We don’t allow advertising for things like smoking that carry health risks. How on earth can it be justified for surrogacy which carries so many risks, including premature death?

Not for profit agencies

Another proposal is to allow ‘not for profit’ agencies, regulated by the Human Fertilisation and Embryology Authority (HFEA), to provide ‘matching and facilitation’ services.

On the surface, this may sound reasonable. But in practice even if they are technically ‘not for profit’, they will need to cover their costs, which no doubt will include swanky offices and hefty salaries for executives.

This will mean that in practice commercial objectives will drive them and they will need to continuously seek new ‘business’ and new women who can be convinced or coerced to rent their wombs. This will inevitably lead to a rapid expansion in the number of surrogacy arrangements.

To hint at the reality, this slide shows two screenshots from the Brilliant Beginnings website. Brilliant Beginnings claims to be a not-for-profit agency but it was founded by Helen Prosser and Natalie Gamble from NGA Law which describes itself as “the UK’s leading fertility law firm” and which has publicly stated that they don’t think the Law Commissioners’ proposals go far enough.

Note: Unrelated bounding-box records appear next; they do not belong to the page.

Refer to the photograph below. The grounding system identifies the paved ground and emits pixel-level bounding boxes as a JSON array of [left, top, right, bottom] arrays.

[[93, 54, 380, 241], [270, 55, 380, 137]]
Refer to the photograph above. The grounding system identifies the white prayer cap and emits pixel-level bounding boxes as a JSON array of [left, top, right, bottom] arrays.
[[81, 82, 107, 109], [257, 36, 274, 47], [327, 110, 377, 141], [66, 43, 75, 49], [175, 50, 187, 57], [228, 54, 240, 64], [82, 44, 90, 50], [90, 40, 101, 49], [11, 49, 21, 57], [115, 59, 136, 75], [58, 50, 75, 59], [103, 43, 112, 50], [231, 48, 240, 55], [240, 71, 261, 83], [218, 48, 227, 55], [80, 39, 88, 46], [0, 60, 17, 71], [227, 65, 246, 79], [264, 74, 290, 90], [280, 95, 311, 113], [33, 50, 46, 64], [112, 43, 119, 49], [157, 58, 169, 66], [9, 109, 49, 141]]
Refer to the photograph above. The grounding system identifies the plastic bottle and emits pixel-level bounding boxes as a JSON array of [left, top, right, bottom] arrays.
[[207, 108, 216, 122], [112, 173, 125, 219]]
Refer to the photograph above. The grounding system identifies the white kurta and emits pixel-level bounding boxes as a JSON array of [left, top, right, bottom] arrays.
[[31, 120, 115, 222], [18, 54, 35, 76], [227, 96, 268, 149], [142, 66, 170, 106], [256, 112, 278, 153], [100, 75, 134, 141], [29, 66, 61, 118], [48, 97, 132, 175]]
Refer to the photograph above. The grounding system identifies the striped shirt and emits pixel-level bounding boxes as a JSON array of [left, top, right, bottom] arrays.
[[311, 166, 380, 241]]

No doubt Brilliant Beginnings stay within the letter of the UK law on non-profits, but it is hard to believe that they don’t introduce clients who need legal services to NGA Law and I can’t help wondering how many surrogacy arrangements they need to facilitate to pay for their central London office and staff?

The National Surrogacy Register

Children have a right to know their origins. Although we would prefer there to be no surrogacy in the UK, while even one child is born this way, there clearly needs to be a mechanism for them to find out where they came from. We therefore tentatively support the proposals for a national surrogacy register. The Law Commissioners propose that this should record the identity of the commissioning parents and the birth mother but only non-identifying information about the gamete donors, with children having access to it from the age of 16 or 18.

We believe it should also record identifying information about the gamete donors.

Current status of the Law Commission's surrogacy project

According to the Law Commission website, they are now “analysing the responses to the consultation and continuing to engage with stakeholders about the views they expressed” and monitoring the evolving case law.

After that, they’ll formulate their final recommendations to the Government and will produce draft legislation to put before Parliament – probably in early 2022.

It’s important that we raise awareness of this now and inform people about what the consequences will be for women and children so that we can form a resistance. We’ll provide suggestions for what you can do later in the webinar.

[*] One of the attendees at the webinar got in touch to tell us that in fact it is Cafcass, the Child and Family Court Support Service, who carry out this assessment, not social services as such.